Nota-se
nos tempos mais recentes que presidente da república e primeiro-ministro têm
visões (quase) diametralmente opostas sobre algumas das questões do país. A
mais incisiva foi a da leitura dos incêndios em Portugal continental, tendo
como base os dois cenários mais dramáticos de Pedrógão Grande, em junho, e de
Oliveira do Hospital, em outubro… aceitando tais localidades como símbolos das
perdas mais significativas em vida humanas, em casas ardidas e em prejuízos
verificados.
Marcelo
mergulhou no seu ser mais rural para se deixar comover pelos episódios e para
levar à emoção o país, que o escutou. Costa ficou-se pela leitura mais urbana
das não-respostas, sem captar o sentido mais marcante… parecendo dar a impressão
que não se tinha deixado tocar pela dor alheia.
Daí
vermos uma figura hierática a debitar desculpas…um tanto toscas e mal
elaboradas, no caso do PM-Costa, enquanto o PR-Marcelo se desfez em explicações
de fragilidades, sob a conjetura dos afetos e na proporção da comunhão com a
dor dos seus concidadãos… Duas visões dum mesmo país!
Fique
claro: votei em Marcelo, mas tenho tido uma apreciação pouco favorável ao seu
desempenho (quase) populista. Certas colagens à governança considero que têm
deixado algo a desejar…até na separação de poderes. Pela primeira vez apreciei
a sua função pedagógica para com a fórmula encontrada para o país ser
governado. Não concordo totalmente com quem manda, mas respeito quem tem a
tarefa de assumir tal papel…
=
Vejamos, então, o que poderá condicionar a ação de interpretar a tragédia dos
incêndios – sobretudo nas duas fases já vividas.
Não
basta dizer os números, é preciso entender o significado das perdas, tendo em
conta o âmbito rural – o do PR-Marcelo – e o do (pretenso) citadino – o do PM-Costa.

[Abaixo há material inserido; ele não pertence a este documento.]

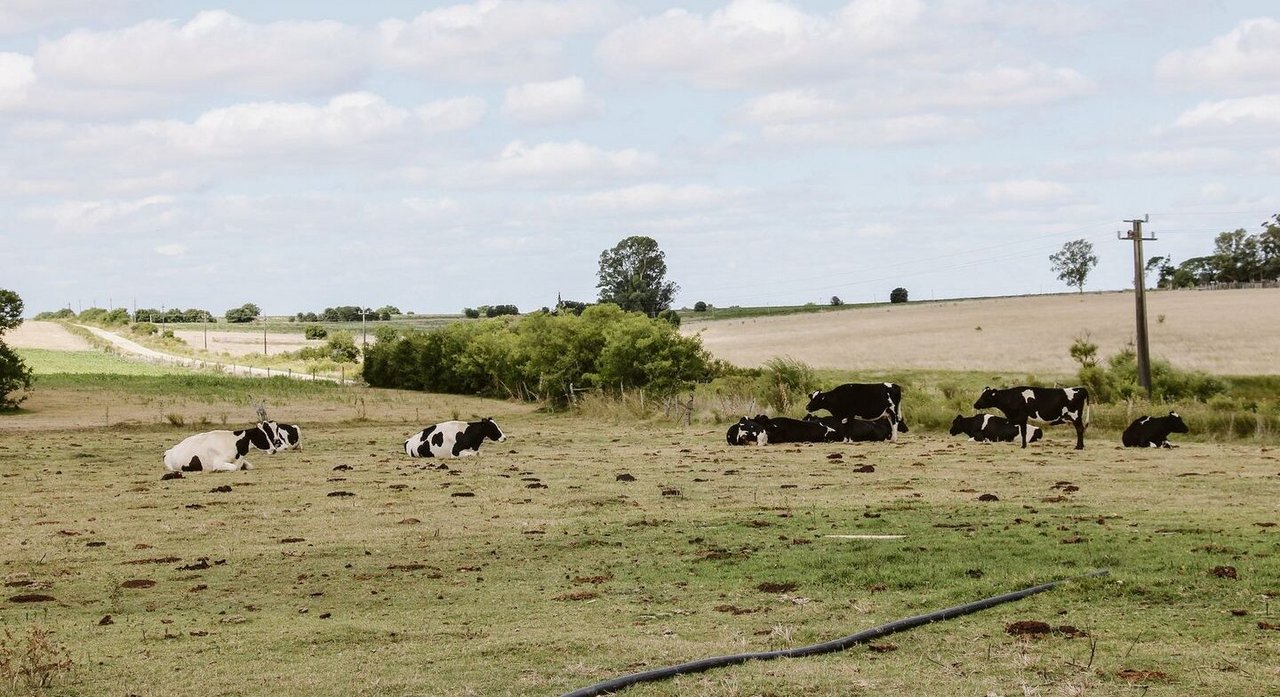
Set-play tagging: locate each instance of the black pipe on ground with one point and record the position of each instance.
(615, 684)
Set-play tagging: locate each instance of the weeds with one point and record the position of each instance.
(32, 663)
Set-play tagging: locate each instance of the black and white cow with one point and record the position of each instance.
(452, 439)
(1152, 431)
(850, 430)
(794, 430)
(862, 402)
(991, 427)
(1051, 406)
(220, 450)
(746, 431)
(289, 435)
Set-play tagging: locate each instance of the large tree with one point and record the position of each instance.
(1074, 261)
(14, 374)
(634, 276)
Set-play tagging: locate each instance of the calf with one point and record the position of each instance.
(1048, 404)
(289, 435)
(1152, 431)
(851, 430)
(745, 431)
(991, 427)
(794, 430)
(862, 402)
(220, 450)
(452, 439)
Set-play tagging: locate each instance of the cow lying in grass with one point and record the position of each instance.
(288, 434)
(220, 450)
(992, 429)
(853, 430)
(452, 439)
(1152, 431)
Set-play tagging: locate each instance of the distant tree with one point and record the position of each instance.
(246, 312)
(1073, 262)
(634, 276)
(1237, 256)
(14, 374)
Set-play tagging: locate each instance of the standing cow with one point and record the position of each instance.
(991, 427)
(220, 450)
(862, 402)
(1152, 431)
(452, 439)
(1051, 406)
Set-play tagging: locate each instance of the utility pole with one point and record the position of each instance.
(1139, 294)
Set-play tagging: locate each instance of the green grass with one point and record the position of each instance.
(554, 574)
(45, 362)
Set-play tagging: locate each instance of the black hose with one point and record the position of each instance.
(824, 647)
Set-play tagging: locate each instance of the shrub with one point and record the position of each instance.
(784, 381)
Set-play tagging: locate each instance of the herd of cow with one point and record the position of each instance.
(873, 412)
(859, 412)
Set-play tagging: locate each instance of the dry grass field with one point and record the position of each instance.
(1216, 331)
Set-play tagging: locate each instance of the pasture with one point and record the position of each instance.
(583, 549)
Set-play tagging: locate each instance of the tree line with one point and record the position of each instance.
(1237, 257)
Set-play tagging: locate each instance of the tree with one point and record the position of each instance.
(1074, 262)
(1237, 256)
(246, 312)
(14, 374)
(634, 276)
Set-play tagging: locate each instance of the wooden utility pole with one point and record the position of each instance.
(1139, 294)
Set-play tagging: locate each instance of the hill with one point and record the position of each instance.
(1216, 331)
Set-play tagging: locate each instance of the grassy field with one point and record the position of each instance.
(538, 568)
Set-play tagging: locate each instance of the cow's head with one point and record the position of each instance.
(490, 430)
(987, 400)
(817, 400)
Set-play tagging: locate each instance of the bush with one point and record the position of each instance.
(542, 356)
(784, 383)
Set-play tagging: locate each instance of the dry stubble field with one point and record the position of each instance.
(1216, 331)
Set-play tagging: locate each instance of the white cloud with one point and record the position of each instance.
(257, 129)
(547, 102)
(452, 115)
(1247, 58)
(1027, 192)
(1238, 113)
(17, 76)
(650, 197)
(759, 41)
(215, 50)
(88, 216)
(490, 39)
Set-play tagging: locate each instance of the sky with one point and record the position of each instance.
(433, 156)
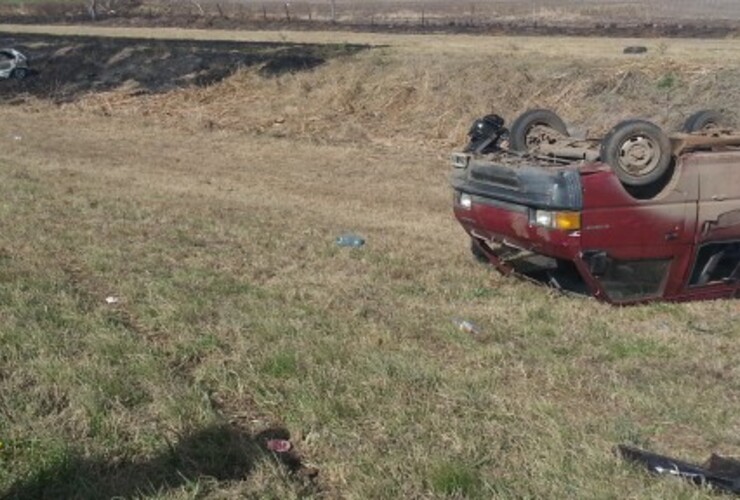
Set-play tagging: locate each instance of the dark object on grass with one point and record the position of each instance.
(718, 472)
(635, 49)
(350, 240)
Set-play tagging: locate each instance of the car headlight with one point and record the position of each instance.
(465, 201)
(565, 221)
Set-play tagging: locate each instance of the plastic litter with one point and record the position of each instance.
(350, 240)
(465, 326)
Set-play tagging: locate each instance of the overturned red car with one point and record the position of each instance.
(635, 216)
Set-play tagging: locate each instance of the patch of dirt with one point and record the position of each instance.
(64, 68)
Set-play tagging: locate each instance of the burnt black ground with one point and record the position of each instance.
(64, 67)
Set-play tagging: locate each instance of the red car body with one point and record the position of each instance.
(680, 242)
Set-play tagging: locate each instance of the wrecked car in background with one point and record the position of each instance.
(13, 64)
(635, 216)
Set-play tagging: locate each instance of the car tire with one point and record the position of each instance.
(20, 73)
(704, 120)
(478, 254)
(519, 132)
(638, 152)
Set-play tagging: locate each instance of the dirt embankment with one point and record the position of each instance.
(65, 68)
(232, 16)
(405, 96)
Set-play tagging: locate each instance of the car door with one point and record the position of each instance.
(716, 268)
(647, 240)
(6, 64)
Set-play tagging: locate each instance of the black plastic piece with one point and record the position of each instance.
(485, 134)
(719, 472)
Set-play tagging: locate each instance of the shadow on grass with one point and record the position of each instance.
(221, 453)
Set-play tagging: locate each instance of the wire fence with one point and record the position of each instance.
(478, 11)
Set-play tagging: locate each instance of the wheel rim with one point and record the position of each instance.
(639, 155)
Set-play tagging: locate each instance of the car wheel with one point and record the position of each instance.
(478, 253)
(20, 73)
(534, 127)
(706, 119)
(638, 152)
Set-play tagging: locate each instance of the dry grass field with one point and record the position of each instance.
(210, 213)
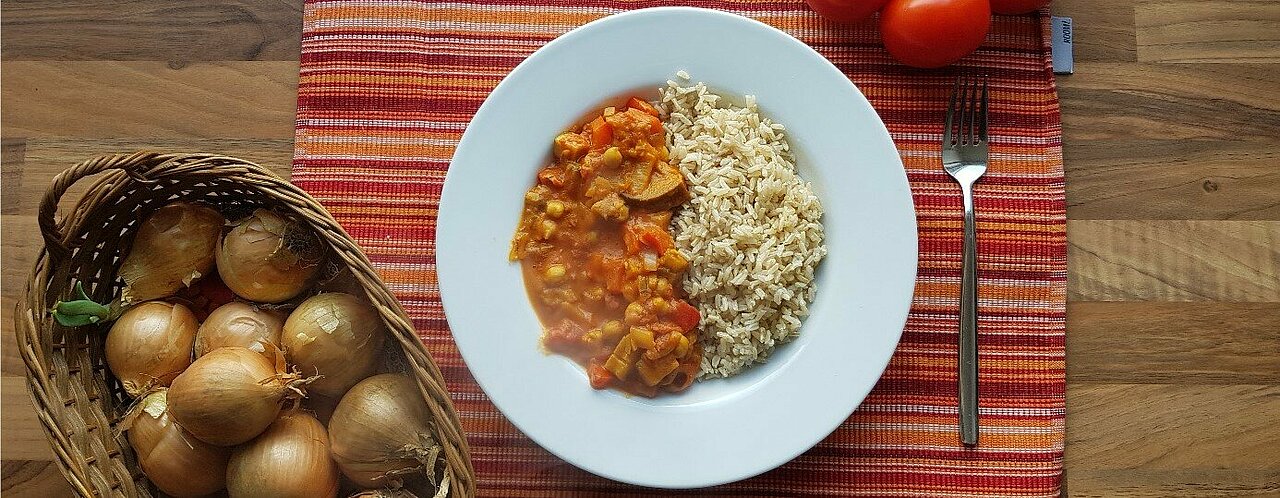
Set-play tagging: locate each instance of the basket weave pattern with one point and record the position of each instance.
(76, 397)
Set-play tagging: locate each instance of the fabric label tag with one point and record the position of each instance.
(1064, 59)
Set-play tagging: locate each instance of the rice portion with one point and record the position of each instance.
(752, 232)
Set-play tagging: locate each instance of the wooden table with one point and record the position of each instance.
(1173, 164)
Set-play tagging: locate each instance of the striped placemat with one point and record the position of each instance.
(388, 86)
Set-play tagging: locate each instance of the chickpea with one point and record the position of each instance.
(554, 209)
(663, 288)
(612, 329)
(593, 337)
(554, 274)
(548, 229)
(634, 314)
(612, 158)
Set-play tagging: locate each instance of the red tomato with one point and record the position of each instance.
(932, 33)
(685, 316)
(1016, 7)
(846, 10)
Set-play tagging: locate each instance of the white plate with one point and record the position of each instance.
(721, 430)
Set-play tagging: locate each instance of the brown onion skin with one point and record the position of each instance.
(378, 417)
(256, 264)
(242, 325)
(174, 460)
(288, 460)
(228, 396)
(336, 336)
(150, 345)
(173, 249)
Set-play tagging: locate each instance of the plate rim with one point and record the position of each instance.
(484, 109)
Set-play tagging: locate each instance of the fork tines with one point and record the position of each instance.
(972, 108)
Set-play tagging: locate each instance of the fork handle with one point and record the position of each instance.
(969, 327)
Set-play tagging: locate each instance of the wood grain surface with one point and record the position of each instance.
(1171, 127)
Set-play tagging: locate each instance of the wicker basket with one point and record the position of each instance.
(76, 397)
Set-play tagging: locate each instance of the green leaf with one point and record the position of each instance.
(82, 311)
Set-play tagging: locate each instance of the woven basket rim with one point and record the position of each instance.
(73, 411)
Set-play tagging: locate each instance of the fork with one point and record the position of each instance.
(964, 156)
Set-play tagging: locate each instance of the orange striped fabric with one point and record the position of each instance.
(388, 86)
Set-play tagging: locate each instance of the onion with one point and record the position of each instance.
(150, 345)
(176, 461)
(382, 432)
(291, 458)
(321, 406)
(243, 325)
(173, 249)
(268, 257)
(337, 337)
(231, 394)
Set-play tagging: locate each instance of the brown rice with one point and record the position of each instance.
(753, 229)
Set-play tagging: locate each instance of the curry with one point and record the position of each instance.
(598, 260)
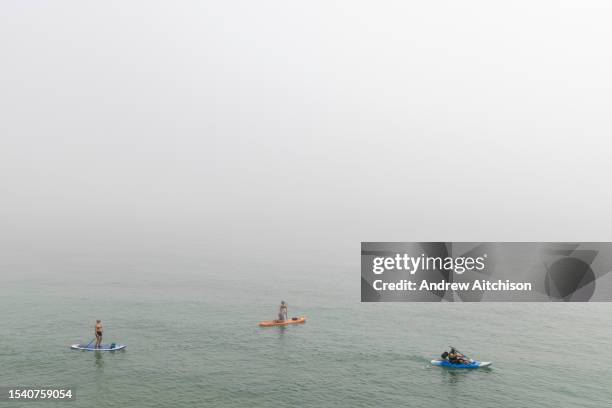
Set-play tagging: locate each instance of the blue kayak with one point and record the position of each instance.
(103, 347)
(472, 364)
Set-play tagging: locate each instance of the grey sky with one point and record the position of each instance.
(268, 126)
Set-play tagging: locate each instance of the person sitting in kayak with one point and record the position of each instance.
(99, 329)
(282, 312)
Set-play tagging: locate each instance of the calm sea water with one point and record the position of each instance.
(193, 340)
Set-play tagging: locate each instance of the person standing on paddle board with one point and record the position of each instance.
(99, 329)
(282, 311)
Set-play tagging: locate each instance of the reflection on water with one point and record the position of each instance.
(455, 376)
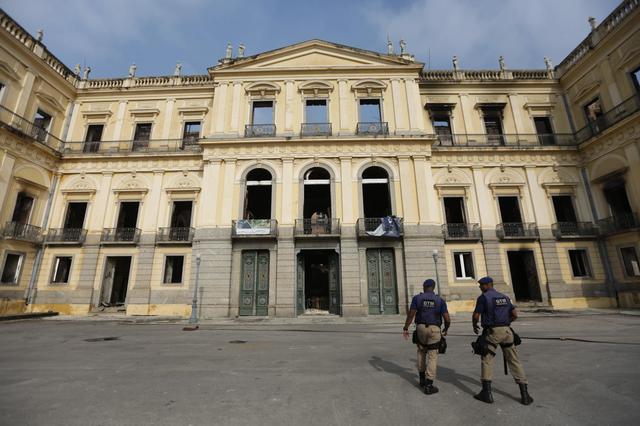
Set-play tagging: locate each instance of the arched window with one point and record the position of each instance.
(376, 197)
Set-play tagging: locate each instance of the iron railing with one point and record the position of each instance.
(316, 227)
(315, 129)
(259, 130)
(517, 230)
(372, 128)
(65, 235)
(389, 226)
(120, 235)
(257, 228)
(619, 223)
(23, 232)
(461, 231)
(182, 234)
(574, 230)
(29, 129)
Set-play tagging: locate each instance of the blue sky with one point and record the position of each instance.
(155, 34)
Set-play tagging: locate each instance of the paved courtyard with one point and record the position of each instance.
(64, 373)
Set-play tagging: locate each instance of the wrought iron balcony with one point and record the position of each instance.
(461, 231)
(574, 230)
(65, 236)
(380, 227)
(317, 227)
(22, 232)
(372, 128)
(619, 223)
(175, 235)
(517, 231)
(259, 130)
(27, 128)
(315, 129)
(120, 236)
(256, 228)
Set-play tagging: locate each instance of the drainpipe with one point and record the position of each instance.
(38, 260)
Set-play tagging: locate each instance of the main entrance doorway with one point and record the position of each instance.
(381, 282)
(115, 281)
(317, 286)
(254, 286)
(524, 276)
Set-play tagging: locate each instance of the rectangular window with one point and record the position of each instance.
(11, 268)
(579, 263)
(630, 261)
(173, 269)
(61, 269)
(464, 265)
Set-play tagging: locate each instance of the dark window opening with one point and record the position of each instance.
(173, 269)
(22, 210)
(376, 197)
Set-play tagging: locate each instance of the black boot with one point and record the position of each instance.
(429, 389)
(485, 394)
(525, 398)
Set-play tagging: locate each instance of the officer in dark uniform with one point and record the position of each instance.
(430, 309)
(496, 313)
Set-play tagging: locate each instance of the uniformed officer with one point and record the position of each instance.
(496, 312)
(430, 309)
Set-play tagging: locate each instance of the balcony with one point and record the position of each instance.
(114, 147)
(315, 129)
(28, 129)
(372, 128)
(175, 235)
(317, 228)
(65, 236)
(621, 111)
(619, 223)
(120, 236)
(461, 231)
(574, 230)
(22, 232)
(254, 228)
(517, 231)
(259, 130)
(380, 227)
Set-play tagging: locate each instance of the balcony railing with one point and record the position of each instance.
(152, 145)
(65, 236)
(259, 130)
(510, 140)
(29, 129)
(517, 231)
(315, 129)
(23, 232)
(372, 128)
(120, 236)
(380, 227)
(619, 223)
(317, 227)
(574, 230)
(175, 235)
(461, 231)
(619, 112)
(257, 228)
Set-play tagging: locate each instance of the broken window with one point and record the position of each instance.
(11, 268)
(376, 197)
(464, 265)
(61, 269)
(173, 269)
(579, 263)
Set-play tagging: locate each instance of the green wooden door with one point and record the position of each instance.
(381, 282)
(254, 286)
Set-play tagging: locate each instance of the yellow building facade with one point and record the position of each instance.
(319, 178)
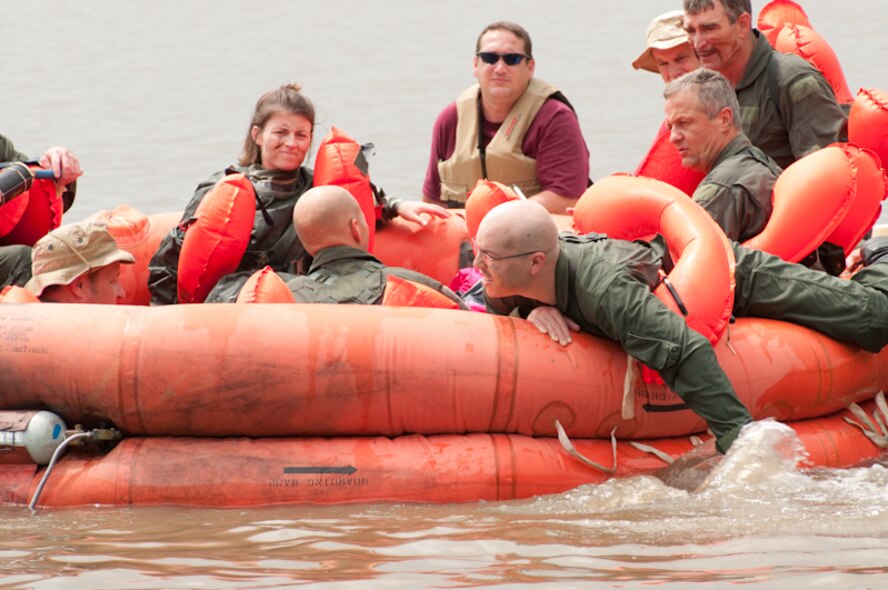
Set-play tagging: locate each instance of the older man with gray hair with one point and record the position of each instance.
(703, 116)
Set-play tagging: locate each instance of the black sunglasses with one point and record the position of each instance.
(510, 59)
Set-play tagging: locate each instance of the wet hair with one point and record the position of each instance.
(286, 99)
(513, 28)
(712, 90)
(734, 8)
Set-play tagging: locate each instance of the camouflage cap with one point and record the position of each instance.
(64, 254)
(665, 32)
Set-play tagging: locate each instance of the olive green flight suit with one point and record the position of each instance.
(605, 287)
(787, 107)
(342, 274)
(737, 191)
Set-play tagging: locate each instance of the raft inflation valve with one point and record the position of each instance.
(38, 433)
(75, 437)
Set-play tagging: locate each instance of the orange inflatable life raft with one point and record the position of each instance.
(444, 468)
(351, 370)
(630, 208)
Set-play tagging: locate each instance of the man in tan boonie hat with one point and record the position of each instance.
(669, 51)
(79, 262)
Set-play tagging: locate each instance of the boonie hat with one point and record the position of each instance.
(64, 254)
(664, 32)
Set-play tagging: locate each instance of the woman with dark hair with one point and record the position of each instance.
(278, 140)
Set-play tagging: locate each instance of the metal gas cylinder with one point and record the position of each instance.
(15, 179)
(30, 436)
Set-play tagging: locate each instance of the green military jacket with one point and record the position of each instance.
(787, 107)
(737, 190)
(605, 287)
(342, 274)
(8, 153)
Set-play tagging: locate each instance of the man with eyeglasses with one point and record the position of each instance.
(603, 287)
(509, 127)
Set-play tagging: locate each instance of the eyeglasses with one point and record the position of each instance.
(510, 59)
(488, 258)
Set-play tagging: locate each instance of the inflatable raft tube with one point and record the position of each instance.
(445, 468)
(326, 370)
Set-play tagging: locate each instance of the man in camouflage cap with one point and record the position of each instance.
(78, 263)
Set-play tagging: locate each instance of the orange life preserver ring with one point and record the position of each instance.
(405, 293)
(868, 121)
(337, 164)
(872, 185)
(217, 237)
(662, 162)
(777, 13)
(810, 45)
(265, 286)
(140, 235)
(811, 198)
(432, 249)
(486, 195)
(16, 294)
(628, 207)
(40, 214)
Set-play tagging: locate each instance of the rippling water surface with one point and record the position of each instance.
(154, 96)
(752, 519)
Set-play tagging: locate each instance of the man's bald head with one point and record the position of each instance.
(518, 226)
(517, 250)
(327, 216)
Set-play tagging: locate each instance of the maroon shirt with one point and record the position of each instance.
(554, 140)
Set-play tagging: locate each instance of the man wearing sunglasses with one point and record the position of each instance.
(603, 287)
(509, 127)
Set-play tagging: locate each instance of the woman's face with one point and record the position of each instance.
(283, 141)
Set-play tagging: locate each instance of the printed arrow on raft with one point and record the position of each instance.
(348, 470)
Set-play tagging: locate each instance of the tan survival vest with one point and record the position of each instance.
(503, 158)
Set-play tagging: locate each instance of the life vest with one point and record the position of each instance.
(701, 284)
(138, 234)
(216, 237)
(808, 44)
(663, 162)
(486, 195)
(405, 293)
(866, 208)
(265, 286)
(813, 196)
(15, 294)
(341, 162)
(502, 158)
(868, 121)
(32, 214)
(775, 14)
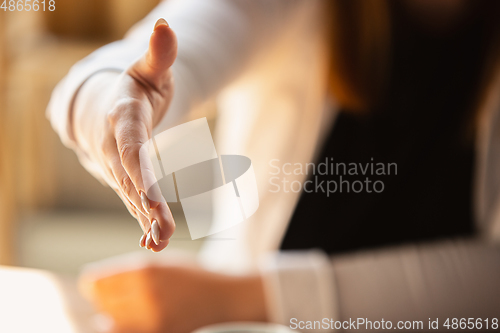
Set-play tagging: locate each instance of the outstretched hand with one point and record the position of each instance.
(114, 115)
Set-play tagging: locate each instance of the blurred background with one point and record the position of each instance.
(53, 214)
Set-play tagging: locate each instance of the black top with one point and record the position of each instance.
(424, 129)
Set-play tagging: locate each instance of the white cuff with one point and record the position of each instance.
(300, 286)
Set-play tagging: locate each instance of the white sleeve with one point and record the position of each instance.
(452, 279)
(215, 40)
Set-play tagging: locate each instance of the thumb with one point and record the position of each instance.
(153, 66)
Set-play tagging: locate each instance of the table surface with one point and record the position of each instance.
(39, 301)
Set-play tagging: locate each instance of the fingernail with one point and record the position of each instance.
(148, 241)
(155, 232)
(141, 241)
(145, 202)
(160, 22)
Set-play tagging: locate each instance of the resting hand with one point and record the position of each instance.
(113, 116)
(174, 298)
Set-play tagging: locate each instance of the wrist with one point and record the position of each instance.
(246, 299)
(91, 104)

Neste o anonimato como que ofusca a ligação afetivo-emocional do ruralista,
que, por seu turno, vê-lhe ser amputado da vida e da memória alguém que fazia
parte da sua convivência mais terna e próxima.
Quem tem
mais razão? Talvez o PM-Costa, pois ele retrata o distanciamento entre as
pessoas e revela a frieza com que os vizinhos se tratam…mesmo vivendo
porta-com-porta. O PR-Marcelo deixa, no entanto, transparecer que as pessoas
têm rosto e que contam as ‘suas’ histórias mais ou menos idênticas às que nós
vivemos quando regressamos às origens… Ele é, no entanto, cidadão com visão
abrangente.
Ora, o
país da capital, que se esvazia na época natalícia para rever a sua ruralidade,
com todos estes incêndios, como que é colocado em crise, gerando processos de
psicanálise dum ‘eu coletivo’ que se entristece quando vê serem-lhe cerceadas
as suas raízes mais profundas ou mesmo adventícias…
= As
várias velocidades a que temos visto o nosso país caminhar como que denuncia
que a litoralização do país fará com que os fenómenos de Pedrogão Grande e de
Oliveira do Hospital – quais símbolos das tragédias recentes – se possam
repetir mais vezes, pois com a desertificação do interior pouco mais resta do
que a mancha florestal para ser consumida pelo fogo, tanto o de origem
climatérica como o de marca um tanto criminosa, sem esquecer a componente de
desleixo com que temos estado a tratar quem ainda resiste a deixar as suas
origens.
É
preciso que se comece de vez a programar como queremos viver, pelo menos, nos
próximos cinquenta anos, lançando as bases para se possa construir um Portugal
mais solidário entre as partes e as sensibilidades, entre os que usufruem da
floresta e os que dela criam riqueza, os que se sentem ligados à terra e os que
um tanto a abjuram, os que têm responsabilidade em criar laços com os
antepassados e os que já se desligaram, os que esperam maior harmonia entre os
elementos florestais e os que não se reveem em tais raízes…
Está na
hora de se desideologizar a sustentabilidade deste setor do nosso valor
patrimonial, pois ninguém pode pretender impor aos outros aquilo que não
consegue praticar…no governo ou fora dele. Se tomarmos por paradigma o desastre
que atingiu o ‘pinhal de Leiria’ podemos e devemos questionar: se esta pérola
da nossa floresta ardeu em mais de dois terços, quem irá recuperar tal fortuna
se não nos unirmos na ação? Basta de palavras, passemos às obras!